The U.S. Department of Labor’s Office of Federal Contract Compliance Program (OFCCP) released information Monday on the race and ethnicity, gender and job categories of workers at federal contractors and first-tier subcontractors.
The data was made available as the result of Freedom of Information Act requests — and a subsequent lawsuit — by the not-for-profit Center for Investigative Reporting news organization for Type 2 Consolidated EEO-1 reports from 2016 through 2020 for federal contractors with 50 or more employees and more than one location.
The OFCCP released information on 19,289 businesses that did not submit objections to having their data shared. Companies were given several opportunities to object and had until March 31 to contest the release of their information.
The information of the 4,365 businesses that did object may still be shared in a later release, after it is determined if the data falls under exemption 4 of the FOIA, which protects "trade secrets and commercial or financial information obtained from a person [that is] privileged or confidential,” per the U.S. Department of Justice. The Department of Labor also is evaluating claims by 360 companies that they are not federal contractors and shouldn’t be included in the data release.

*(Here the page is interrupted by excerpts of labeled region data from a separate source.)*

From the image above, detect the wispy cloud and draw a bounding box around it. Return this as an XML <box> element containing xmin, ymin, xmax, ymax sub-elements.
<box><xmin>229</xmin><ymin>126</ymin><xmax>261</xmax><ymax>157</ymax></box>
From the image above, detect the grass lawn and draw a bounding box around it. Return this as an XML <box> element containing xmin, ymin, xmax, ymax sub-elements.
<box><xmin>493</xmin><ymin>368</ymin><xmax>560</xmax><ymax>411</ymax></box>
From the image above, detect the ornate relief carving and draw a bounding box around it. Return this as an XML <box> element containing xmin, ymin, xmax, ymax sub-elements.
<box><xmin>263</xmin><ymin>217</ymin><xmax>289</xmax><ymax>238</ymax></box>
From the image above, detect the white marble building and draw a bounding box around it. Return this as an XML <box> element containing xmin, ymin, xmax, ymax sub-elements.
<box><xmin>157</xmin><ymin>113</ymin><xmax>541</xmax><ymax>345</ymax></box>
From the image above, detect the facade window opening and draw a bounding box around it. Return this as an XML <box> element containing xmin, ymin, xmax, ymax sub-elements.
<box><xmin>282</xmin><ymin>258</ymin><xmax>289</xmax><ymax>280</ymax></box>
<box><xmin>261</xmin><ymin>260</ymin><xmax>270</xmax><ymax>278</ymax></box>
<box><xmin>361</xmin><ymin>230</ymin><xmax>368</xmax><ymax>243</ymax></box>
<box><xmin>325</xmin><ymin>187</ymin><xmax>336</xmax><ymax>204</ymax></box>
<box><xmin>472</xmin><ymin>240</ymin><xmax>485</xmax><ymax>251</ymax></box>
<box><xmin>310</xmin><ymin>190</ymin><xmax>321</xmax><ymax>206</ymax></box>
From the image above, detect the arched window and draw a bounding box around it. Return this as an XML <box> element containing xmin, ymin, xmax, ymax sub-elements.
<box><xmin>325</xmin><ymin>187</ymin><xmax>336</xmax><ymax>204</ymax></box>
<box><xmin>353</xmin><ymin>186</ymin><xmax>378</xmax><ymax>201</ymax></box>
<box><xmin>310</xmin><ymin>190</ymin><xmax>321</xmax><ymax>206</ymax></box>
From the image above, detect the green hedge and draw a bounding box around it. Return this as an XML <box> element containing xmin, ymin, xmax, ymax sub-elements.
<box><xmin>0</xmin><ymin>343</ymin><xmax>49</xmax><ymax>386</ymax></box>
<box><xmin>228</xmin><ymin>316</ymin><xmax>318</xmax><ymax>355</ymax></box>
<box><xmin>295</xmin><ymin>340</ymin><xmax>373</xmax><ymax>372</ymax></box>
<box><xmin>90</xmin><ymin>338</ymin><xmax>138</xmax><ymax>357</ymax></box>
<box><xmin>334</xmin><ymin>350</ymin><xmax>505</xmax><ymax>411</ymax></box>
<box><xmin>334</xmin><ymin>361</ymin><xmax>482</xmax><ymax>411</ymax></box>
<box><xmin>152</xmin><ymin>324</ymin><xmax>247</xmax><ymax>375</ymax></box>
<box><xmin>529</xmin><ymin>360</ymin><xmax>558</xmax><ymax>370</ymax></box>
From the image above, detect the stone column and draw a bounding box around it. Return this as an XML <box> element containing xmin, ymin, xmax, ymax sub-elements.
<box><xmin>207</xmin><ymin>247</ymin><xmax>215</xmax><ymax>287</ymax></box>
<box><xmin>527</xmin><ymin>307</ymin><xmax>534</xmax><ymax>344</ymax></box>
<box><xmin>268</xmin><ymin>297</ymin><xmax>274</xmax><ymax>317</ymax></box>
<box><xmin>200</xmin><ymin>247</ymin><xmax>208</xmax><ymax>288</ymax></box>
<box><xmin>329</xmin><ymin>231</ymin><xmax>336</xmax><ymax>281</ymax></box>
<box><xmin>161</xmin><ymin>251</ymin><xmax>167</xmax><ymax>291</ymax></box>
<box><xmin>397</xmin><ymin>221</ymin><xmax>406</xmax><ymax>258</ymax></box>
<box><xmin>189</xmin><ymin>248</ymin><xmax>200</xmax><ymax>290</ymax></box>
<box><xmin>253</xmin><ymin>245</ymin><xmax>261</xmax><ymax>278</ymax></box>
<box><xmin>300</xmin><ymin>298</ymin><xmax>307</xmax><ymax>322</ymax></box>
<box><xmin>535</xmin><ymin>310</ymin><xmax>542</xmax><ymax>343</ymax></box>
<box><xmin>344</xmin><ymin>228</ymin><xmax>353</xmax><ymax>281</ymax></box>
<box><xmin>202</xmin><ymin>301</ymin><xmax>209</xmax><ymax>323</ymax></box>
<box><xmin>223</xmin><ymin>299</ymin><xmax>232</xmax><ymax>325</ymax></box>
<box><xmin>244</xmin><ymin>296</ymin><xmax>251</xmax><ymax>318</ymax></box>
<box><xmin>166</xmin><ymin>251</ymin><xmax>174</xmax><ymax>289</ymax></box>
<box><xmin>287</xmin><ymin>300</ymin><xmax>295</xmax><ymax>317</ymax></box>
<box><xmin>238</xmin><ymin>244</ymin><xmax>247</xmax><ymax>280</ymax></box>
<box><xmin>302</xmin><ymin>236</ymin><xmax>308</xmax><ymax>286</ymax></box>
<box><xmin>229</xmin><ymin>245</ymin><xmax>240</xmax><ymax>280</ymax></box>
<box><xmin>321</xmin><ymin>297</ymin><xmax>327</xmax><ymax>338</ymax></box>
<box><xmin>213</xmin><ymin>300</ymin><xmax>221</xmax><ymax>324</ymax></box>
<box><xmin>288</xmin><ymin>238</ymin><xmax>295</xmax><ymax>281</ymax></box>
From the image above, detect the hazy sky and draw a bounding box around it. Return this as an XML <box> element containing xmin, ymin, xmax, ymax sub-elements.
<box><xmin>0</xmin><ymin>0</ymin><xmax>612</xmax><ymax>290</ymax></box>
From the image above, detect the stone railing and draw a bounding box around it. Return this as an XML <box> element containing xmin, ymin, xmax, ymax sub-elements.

“The releases of Type 2 EEO-1 data thus far have been from federal contractors that either affirmatively agreed to, or otherwise did not object to, disclosure of the data. For contractors that did object, OFCCP is in the process of evaluating those objections to determine if they provide a basis for withholding disclosure pursuant to FOIA Exemption 4. If OFCCP concludes that any of these objections do not provide a basis for withholding under FOIA Exemption 4, it will release the data a reasonable time after notifying the contractor of its determination,” a Department of Labor spokesperson told HR Dive via email.
The Department of Labor estimated the overall data request covers about 24,000 federal contractors and 75,000 reports, according to court documents filed in the U.S. District Court for the Northern District of California.
The Center for Investigative Reporting submitted FOIA requests for the data starting in 2019.